Pa. DEP issues emergency water supply permit to Bear Valley Authority

In response to a request from Bear Valley Joint Authority, the Pennsylvania Department of Environmental Protection has issued a new emergency public water supply permit authorizing the authority to use existing filtration facilities temporarily while work on new drinking water source and filtration plant continues in Franklin County...

HARRISBURG, PA, Oct. 20, 2008 -- In response to a request from Bear Valley Joint Authority, the Pennsylvania Department of Environmental Protection has issued a new emergency public water supply permit authorizing the authority to use existing filtration facilities temporarily while work on new drinking water source and filtration plant continues in Franklin County.

"The emergency permit was issued to ensure an adequate supply of drinkable water was available to Bear Valley customers while the authority, its engineers and equipment manufacturer work to complete installation of a new filtration facility," said DEP Southcentral Regional Director Rachel Diamond.

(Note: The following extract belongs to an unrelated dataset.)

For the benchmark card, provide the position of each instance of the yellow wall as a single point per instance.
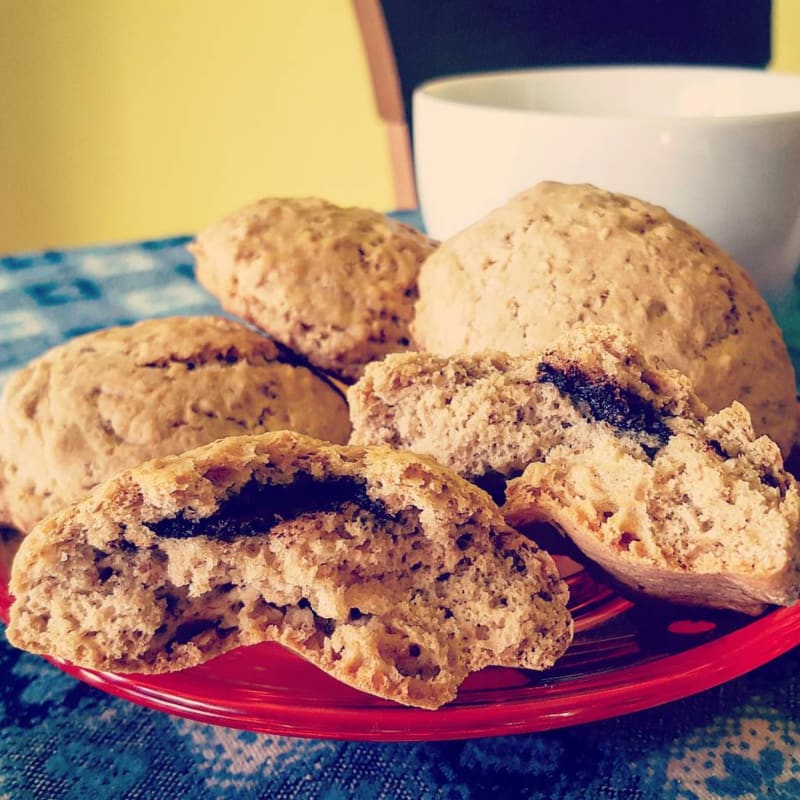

Because of the Bear Valley Joint Authority's inability to meet its maximum daily demand of approximately 2 million gallons, the company agreed to a moratorium on new service connections under the terms of a 2004 consent order and agreement with the department. The authority serves 4,000 customers in Hamilton, Peters and Saint Thomas townships.

To meet the daily demand of its customers, Bear Valley has been purchasing an additional 250,000 gallons of water per day from Chambersburg Borough, while developing a new source well and completing the construction of a replacement filtration plant on Broad Run. Bear Valley has purchased the land rights for the new well, but has yet to bring it into service.

In December, DEP recognized Bear Valley's strides to increase its source capacity in a new consent order and agreement and lifted the moratorium, allowing an additional 450 new connections over three years, provided the authority continues to make progress. The revenue generated from the new connections will help the authority pay for the required upgrades.

"Although Bear Valley has made progress in some areas, it continues to lag behind in others," said Diamond. "The authority had originally committed to having the new filtration plant operational by March, but it has been unable to meet even revised deadlines."

The existing plant has been operating at 125 percent of its designed capacity since 2004. The new emergency permit expires in January.